In the foreign exchange Melbourne market, you have the choice of a range of trading accounts. The one commonly offered by forex brokers include mini, standard and managed. The type of account you choose is dependent upon your risk level, the amount of time you have to trade and the size of your initial capital investment.
This type of account allows you to make transactions with the use of mini lots. Most brokerages offer mini lots that are equivalent to $10,000. Many brokers choose to offer this account as an attraction to traders who do not feel confident enough to trade in standard lots due to the risk involved and the added capital investment.

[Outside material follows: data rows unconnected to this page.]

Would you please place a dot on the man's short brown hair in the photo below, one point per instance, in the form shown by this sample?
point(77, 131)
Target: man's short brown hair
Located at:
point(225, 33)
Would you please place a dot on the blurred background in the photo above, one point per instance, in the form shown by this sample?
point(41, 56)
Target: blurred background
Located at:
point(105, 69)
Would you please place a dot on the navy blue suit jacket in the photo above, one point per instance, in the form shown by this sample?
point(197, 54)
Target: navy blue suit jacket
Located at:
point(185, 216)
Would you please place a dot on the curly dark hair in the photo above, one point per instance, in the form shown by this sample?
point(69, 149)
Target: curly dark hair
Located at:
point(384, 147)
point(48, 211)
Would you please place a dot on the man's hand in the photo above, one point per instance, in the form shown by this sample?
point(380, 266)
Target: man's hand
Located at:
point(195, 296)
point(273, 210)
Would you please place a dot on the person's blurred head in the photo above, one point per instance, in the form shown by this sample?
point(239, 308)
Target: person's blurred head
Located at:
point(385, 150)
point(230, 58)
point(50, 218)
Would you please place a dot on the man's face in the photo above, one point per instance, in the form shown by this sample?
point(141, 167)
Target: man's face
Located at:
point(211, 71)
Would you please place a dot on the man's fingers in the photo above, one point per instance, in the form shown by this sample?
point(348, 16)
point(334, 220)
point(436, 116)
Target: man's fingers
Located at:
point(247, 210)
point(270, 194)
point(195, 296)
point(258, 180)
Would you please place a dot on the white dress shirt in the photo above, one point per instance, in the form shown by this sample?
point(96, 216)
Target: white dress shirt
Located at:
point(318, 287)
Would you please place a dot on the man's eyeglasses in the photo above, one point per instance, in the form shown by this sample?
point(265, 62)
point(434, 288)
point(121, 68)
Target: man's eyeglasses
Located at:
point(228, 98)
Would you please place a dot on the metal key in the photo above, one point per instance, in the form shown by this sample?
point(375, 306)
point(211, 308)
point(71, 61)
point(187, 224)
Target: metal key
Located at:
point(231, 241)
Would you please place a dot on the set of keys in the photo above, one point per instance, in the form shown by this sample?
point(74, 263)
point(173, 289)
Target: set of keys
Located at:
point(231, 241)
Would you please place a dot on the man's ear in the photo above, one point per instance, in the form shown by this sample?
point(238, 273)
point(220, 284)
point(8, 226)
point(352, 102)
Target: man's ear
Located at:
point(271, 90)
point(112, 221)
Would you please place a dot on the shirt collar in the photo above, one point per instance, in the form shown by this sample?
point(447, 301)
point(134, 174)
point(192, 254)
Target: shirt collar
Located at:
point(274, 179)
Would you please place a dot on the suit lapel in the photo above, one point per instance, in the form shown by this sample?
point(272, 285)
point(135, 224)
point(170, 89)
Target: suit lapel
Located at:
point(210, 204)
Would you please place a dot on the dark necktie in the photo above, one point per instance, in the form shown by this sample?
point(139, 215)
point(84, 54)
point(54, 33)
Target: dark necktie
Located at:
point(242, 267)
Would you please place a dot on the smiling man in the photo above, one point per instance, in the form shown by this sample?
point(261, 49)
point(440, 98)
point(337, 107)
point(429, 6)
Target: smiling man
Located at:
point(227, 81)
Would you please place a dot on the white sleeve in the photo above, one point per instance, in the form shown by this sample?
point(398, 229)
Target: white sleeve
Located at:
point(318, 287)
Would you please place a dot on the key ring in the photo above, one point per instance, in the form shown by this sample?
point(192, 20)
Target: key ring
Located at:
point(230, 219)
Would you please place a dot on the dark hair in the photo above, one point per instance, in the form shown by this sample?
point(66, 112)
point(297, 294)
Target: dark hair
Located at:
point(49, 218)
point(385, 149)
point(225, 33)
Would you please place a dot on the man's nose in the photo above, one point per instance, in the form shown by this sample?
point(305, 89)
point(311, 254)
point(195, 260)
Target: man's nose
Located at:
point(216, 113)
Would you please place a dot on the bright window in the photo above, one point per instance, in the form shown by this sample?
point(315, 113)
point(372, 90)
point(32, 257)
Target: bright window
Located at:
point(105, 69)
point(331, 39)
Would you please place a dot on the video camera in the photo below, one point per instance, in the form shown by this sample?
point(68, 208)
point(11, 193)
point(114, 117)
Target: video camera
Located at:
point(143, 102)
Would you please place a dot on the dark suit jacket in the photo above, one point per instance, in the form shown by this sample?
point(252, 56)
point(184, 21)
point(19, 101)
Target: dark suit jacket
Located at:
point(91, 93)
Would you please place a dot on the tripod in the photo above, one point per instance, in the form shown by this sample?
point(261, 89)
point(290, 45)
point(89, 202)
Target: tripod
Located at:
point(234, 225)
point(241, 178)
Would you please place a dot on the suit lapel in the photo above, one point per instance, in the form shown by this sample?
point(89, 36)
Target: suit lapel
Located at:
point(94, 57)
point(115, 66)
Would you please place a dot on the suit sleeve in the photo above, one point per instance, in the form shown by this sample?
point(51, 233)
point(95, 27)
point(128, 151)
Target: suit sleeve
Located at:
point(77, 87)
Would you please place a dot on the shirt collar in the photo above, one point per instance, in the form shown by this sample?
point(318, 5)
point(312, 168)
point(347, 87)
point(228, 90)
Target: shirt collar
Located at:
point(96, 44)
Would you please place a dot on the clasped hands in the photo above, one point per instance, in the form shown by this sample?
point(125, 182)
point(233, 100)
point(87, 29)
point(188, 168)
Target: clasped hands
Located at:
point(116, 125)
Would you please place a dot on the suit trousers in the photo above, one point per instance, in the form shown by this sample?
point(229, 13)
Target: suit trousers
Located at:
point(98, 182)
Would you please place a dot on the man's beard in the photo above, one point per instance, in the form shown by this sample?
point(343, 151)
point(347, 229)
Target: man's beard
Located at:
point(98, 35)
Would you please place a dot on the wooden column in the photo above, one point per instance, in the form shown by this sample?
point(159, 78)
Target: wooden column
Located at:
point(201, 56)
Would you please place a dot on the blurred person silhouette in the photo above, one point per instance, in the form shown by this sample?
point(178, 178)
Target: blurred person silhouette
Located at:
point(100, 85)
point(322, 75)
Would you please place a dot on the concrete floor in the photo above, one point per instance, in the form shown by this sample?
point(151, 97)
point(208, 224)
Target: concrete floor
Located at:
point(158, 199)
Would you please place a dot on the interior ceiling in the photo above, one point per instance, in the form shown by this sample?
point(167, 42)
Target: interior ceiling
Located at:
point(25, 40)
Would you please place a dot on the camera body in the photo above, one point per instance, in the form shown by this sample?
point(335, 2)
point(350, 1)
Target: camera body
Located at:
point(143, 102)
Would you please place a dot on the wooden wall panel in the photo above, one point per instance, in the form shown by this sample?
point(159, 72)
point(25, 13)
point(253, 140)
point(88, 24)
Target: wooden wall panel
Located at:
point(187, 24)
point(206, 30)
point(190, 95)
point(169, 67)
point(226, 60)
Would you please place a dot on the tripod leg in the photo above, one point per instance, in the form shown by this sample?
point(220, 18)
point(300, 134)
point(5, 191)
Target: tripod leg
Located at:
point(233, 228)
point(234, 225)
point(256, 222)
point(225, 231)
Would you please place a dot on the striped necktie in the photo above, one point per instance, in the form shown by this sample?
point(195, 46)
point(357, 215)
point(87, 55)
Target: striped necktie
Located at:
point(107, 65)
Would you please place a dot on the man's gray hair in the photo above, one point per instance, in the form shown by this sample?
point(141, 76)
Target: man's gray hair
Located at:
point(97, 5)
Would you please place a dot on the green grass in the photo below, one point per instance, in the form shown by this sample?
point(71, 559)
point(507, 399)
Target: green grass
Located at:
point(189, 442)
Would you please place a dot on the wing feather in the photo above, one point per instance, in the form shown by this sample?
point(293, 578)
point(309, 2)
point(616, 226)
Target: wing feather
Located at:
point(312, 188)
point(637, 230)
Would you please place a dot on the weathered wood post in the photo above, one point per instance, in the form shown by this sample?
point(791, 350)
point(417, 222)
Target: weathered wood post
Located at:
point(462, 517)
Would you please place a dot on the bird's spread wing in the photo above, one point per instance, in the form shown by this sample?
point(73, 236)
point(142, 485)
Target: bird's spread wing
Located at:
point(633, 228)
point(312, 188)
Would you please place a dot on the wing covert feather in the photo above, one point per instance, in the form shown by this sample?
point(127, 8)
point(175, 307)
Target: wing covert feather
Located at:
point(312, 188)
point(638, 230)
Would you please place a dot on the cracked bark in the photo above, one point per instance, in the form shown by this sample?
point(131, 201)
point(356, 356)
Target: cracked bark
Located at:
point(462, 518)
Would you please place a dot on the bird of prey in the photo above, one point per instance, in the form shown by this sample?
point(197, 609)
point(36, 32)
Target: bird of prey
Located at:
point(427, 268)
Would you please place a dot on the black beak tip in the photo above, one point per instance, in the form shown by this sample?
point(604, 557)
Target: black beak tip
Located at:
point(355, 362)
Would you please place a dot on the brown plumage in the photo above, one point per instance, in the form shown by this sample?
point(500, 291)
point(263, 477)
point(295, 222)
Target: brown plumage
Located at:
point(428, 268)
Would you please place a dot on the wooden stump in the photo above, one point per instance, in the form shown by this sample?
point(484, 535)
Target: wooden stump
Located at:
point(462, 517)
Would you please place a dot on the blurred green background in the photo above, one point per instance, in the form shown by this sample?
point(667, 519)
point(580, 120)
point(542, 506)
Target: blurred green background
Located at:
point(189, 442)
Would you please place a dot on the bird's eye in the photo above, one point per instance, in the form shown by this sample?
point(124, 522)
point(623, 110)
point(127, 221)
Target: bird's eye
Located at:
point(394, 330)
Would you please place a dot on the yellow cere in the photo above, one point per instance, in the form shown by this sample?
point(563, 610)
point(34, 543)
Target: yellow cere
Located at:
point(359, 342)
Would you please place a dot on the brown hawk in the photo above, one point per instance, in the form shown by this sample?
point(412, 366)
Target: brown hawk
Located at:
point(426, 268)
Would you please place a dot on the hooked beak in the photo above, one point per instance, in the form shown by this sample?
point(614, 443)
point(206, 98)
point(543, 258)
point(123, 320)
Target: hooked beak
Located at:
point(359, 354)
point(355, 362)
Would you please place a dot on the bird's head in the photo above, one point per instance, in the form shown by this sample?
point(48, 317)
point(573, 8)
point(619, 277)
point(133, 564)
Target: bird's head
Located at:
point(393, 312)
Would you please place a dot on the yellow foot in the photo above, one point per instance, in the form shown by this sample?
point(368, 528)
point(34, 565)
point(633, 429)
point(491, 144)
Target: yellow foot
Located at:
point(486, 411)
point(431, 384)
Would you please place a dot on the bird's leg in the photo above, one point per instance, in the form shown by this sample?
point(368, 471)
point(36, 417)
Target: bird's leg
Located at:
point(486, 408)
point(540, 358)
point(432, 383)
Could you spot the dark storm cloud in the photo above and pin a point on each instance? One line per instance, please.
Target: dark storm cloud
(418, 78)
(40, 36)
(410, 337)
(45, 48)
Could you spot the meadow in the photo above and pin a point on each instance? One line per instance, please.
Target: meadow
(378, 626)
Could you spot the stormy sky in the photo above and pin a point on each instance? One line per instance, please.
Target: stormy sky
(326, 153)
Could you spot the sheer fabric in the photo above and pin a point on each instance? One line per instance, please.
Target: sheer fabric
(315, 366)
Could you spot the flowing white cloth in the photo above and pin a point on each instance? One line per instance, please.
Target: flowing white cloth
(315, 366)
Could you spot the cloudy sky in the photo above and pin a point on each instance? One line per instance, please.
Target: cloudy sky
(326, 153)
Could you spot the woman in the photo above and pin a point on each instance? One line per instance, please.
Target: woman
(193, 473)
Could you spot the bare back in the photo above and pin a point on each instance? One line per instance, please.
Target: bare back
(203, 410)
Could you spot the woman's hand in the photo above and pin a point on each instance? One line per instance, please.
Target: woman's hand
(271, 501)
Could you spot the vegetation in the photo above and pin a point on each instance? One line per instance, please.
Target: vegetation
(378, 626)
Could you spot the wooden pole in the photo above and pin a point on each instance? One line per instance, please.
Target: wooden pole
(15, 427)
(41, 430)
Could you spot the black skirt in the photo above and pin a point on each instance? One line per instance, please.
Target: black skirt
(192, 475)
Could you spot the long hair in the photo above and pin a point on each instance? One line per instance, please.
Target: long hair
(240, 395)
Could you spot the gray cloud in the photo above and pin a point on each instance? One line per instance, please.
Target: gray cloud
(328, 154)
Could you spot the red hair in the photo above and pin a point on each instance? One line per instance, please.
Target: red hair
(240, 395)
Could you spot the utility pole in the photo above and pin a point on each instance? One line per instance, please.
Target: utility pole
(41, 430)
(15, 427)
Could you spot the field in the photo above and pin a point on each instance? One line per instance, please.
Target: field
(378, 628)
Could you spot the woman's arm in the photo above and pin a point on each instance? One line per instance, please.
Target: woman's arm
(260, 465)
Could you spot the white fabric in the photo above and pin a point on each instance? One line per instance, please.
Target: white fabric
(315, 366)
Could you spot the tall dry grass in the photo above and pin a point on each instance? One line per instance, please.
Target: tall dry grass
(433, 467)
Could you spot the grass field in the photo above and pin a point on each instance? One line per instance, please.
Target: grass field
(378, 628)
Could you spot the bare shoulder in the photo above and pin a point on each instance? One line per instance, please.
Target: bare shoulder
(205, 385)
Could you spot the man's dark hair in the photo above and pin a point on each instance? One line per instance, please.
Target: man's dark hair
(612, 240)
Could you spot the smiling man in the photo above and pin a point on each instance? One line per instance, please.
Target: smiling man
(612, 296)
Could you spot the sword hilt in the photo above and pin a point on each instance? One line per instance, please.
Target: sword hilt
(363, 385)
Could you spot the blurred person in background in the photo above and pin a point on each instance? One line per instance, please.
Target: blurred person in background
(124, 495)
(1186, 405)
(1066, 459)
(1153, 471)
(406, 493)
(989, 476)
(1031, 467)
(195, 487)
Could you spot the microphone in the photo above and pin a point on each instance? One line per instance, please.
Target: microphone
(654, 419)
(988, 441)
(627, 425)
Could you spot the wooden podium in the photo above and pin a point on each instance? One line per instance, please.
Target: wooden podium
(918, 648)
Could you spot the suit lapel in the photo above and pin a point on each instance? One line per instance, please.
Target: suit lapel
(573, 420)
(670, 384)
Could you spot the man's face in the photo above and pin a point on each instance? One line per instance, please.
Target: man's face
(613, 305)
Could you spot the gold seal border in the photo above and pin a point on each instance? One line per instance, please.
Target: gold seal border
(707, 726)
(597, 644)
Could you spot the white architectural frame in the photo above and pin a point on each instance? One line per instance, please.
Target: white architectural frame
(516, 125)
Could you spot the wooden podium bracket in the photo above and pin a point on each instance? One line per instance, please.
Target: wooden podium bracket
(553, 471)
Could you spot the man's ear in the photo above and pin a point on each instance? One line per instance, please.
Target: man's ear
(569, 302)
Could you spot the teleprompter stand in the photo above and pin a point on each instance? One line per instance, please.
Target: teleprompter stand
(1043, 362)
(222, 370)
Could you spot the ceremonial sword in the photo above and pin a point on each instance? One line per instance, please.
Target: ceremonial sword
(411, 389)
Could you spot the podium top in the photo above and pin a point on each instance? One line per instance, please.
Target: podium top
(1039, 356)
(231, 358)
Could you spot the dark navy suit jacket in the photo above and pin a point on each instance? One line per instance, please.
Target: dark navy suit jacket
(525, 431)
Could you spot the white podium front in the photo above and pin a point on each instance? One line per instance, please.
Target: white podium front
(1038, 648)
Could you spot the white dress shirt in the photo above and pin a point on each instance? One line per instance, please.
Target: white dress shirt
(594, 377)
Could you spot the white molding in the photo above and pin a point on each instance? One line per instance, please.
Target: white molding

The advantage of this type of account is that you are able to trade without the risk of losing huge amounts of funds. This account can be opened with $250 to $500 and is offered with very high levels of leverage.
The disadvantage to this account is that with low risk you will obtain low reward. A movement of one pip in this account is only worth $1.
These accounts are normally suitable for beginners in the foreign exchange Melbourne market or those who are looking to test new strategies with smaller amounts of trade.
Standard Foreign Exchange Melbourne Account
This is the most common account in the forex market. Each standard lot is worth $100,000. This does not mean that you require that amount of money in your account as the use of leverage will lower the amount of funding you need to have available.
This type of account normally comes with additional services and tools. Each pip is worth $10 which makes your profits or losses larger than the mini account. The investment capital required for this type of account ranges from $2,000 to $10,000. This is dependent upon the brokerage firm you choose to register with.
This account is suitable for most traders, particularly those with experience in the marketplace.
With a managed account, you provide the capital, but you do not make the decisions regarding your trades. You have account managers who handle all the daily tasks related to your trades. All you have to do is set your risk management levels and profit goals and your account manager will strive to meet your requirements.
You have the option of two types of managed accounts. The first is a pooled fund where your money is added to a fund with that of other investors and you share the profits that are made. The accounts are categorised by risk tolerance.
The second type of account is an individual account where you have a specified broker who handles your account personally. Your broker will make individual decisions for your account and criteria, rather than investing for a group of people.
The advantage to this type of account is having a professional who handles your account. This gives you the opportunity to diversify your investments without having to spend copious amounts of time on analysing the markets.
The disadvantage to this account is that your initial investment capital is much higher than managing your own account. You will also be required to pay a commission on a periodic basis. You will not have the facility to place or withdraw positions as you see fit. This is done by your account manager only.
Regardless of the type of account you choose, it is advisable to test it before you make a final decision.